Batch job submission

import subprocess
import paramiko

def run_remote_job(ip: str, ssh_key_path: str, commands: list[str]):
    """Execute commands on remote instance."""
    client = paramiko.SSHClient()
    client.set_missing_host_key_policy(paramiko.AutoAddPolicy())
    client.connect(ip, username="ubuntu", key_filename=ssh_key_path)

    for cmd in commands:
        stdin, stdout, stderr = client.exec_command(cmd)
        print(stdout.read().decode())
        if stderr.read():
            print(f"Error: {stderr.read().decode()}")

    client.close()

# Submit training job
commands = [
    "cd /lambda/nfs/storage/project",
    "git pull",
    "pip install -r requirements.txt",
    "nohup torchrun --nproc_per_node=8 train.py > train.log 2>&1 &"
]

run_remote_job(instance["ip"], "~/.ssh/lambda_key", commands)

Monitor training progress

def monitor_job(ip: str, ssh_key_path: str, log_file: str = "train.log"):
    """Stream training logs from remote instance."""
    import time

    client = paramiko.SSHClient()
    client.set_missing_host_key_policy(paramiko.AutoAddPolicy())
    client.connect(ip, username="ubuntu", key_filename=ssh_key_path)

    # Tail log file
    stdin, stdout, stderr = client.exec_command(f"tail -f {log_file}")

    try:
        for line in stdout:
            print(line.strip())
    except KeyboardInterrupt:
        pass
    finally:
        client.close()

1-Click Cluster Workflows

Slurm job submission

#!/bin/bash
#SBATCH --job-name=llm-training
#SBATCH --nodes=4
#SBATCH --ntasks-per-node=8
#SBATCH --gpus-per-node=8
#SBATCH --time=24:00:00
#SBATCH --output=logs/%j.out
#SBATCH --error=logs/%j.err

# Set up distributed environment
export MASTER_ADDR=$(scontrol show hostnames $SLURM_JOB_NODELIST | head -n 1)
export MASTER_PORT=29500

# Launch training
srun torchrun \
    --nnodes=$SLURM_NNODES \
    --nproc_per_node=$SLURM_GPUS_PER_NODE \
    --rdzv_backend=c10d \
    --rdzv_endpoint=$MASTER_ADDR:$MASTER_PORT \
    train.py \
    --config config.yaml

Interactive cluster session

# Request interactive session
srun --nodes=1 --ntasks=1 --gpus=8 --time=4:00:00 --pty bash

# Now on compute node with 8 GPUs
nvidia-smi
python train.py

Monitoring cluster jobs

# View job queue
squeue

# View job details
scontrol show job <JOB_ID>

# Cancel job
scancel <JOB_ID>

# View node status
sinfo

# View GPU usage across cluster
srun --nodes=4 nvidia-smi --query-gpu=name,utilization.gpu --format=csv

Advanced Filesystem Usage

Data staging workflow

# Stage data from S3 to filesystem (one-time)
aws s3 sync s3://my-bucket/dataset /lambda/nfs/storage/datasets/

# Or use rclone
rclone sync s3:my-bucket/dataset /lambda/nfs/storage/datasets/

Shared filesystem across instances

# Instance 1: Write checkpoints
checkpoint_path = "/lambda/nfs/shared/checkpoints/model_step_1000.pt"
torch.save(model.state_dict(), checkpoint_path)

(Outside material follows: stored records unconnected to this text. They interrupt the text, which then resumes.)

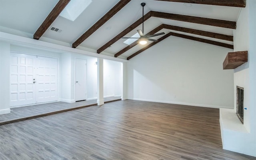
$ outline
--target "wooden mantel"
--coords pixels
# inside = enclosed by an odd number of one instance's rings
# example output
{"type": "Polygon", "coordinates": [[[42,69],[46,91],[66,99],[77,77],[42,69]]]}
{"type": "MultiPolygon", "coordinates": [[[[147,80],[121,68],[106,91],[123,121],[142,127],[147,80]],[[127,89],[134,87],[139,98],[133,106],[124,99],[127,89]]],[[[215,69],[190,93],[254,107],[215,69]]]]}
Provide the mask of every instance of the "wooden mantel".
{"type": "Polygon", "coordinates": [[[248,61],[248,52],[228,52],[223,62],[223,69],[234,69],[248,61]]]}

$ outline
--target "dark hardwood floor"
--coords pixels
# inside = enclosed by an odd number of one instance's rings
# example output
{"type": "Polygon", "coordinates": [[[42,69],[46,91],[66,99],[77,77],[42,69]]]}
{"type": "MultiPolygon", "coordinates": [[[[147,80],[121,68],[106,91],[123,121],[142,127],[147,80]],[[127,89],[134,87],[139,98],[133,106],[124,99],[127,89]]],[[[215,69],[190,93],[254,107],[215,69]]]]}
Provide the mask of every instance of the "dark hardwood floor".
{"type": "Polygon", "coordinates": [[[126,100],[0,126],[1,160],[256,160],[222,149],[219,110],[126,100]]]}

# Instance 2: Read checkpoints
model.load_state_dict(torch.load(checkpoint_path))

Filesystem best practices

# Organize for ML workflows
/lambda/nfs/storage/
├── datasets/
│   ├── raw/           # Original data
│   └── processed/     # Preprocessed data
├── models/
│   ├── pretrained/    # Base models
│   └── fine-tuned/    # Your trained models
├── checkpoints/
│   └── experiment_1/  # Per-experiment checkpoints
├── logs/
│   └── tensorboard/   # Training logs
└── outputs/
    └── inference/     # Inference results

Environment Management

Custom Python environments

# Don't modify system Python, create venv
python -m venv ~/myenv
source ~/myenv/bin/activate

# Install packages
pip install torch transformers accelerate

# Save to filesystem for reuse
cp -r ~/myenv /lambda/nfs/storage/envs/myenv

Conda environments

# Install miniconda (if not present)
wget https://repo.anaconda.com/miniconda/Miniconda3-latest-Linux-x86_64.sh
bash Miniconda3-latest-Linux-x86_64.sh -b -p ~/miniconda3

# Create environment
~/miniconda3/bin/conda create -n ml python=3.10 pytorch pytorch-cuda=12.1 -c pytorch -c nvidia -y

# Activate
source ~/miniconda3/bin/activate ml

Docker containers

# Pull and run NVIDIA container
docker run --gpus all -it --rm \
    -v /lambda/nfs/storage:/data \
    nvcr.io/nvidia/pytorch:24.01-py3

# Run training in container
docker run --gpus all -d \
    -v /lambda/nfs/storage:/data \
    -v $(pwd):/workspace \
    nvcr.io/nvidia/pytorch:24.01-py3 \
    python /workspace/train.py

Monitoring and Observability

GPU monitoring

# Real-time GPU stats
watch -n 1 nvidia-smi

# GPU utilization over time
nvidia-smi dmon -s u -d 1

# Detailed GPU info
nvidia-smi -q

System monitoring

# CPU and memory
htop

# Disk I/O
iostat -x 1

# Network
iftop

# All resources
glances

TensorBoard integration

# Start TensorBoard
tensorboard --logdir /lambda/nfs/storage/logs --port 6006 --bind_all

# SSH tunnel from local machine
ssh -L 6006:localhost:6006 ubuntu@<IP>

# Access at http://localhost:6006

Weights & Biases integration

import wandb

# Initialize with API key
wandb.login(key=os.environ["WANDB_API_KEY"])

# Start run
wandb.init(
    project="lambda-training",
    config={"learning_rate": 1e-4, "epochs": 100}
)

# Log metrics
wandb.log({"loss": loss, "accuracy": acc})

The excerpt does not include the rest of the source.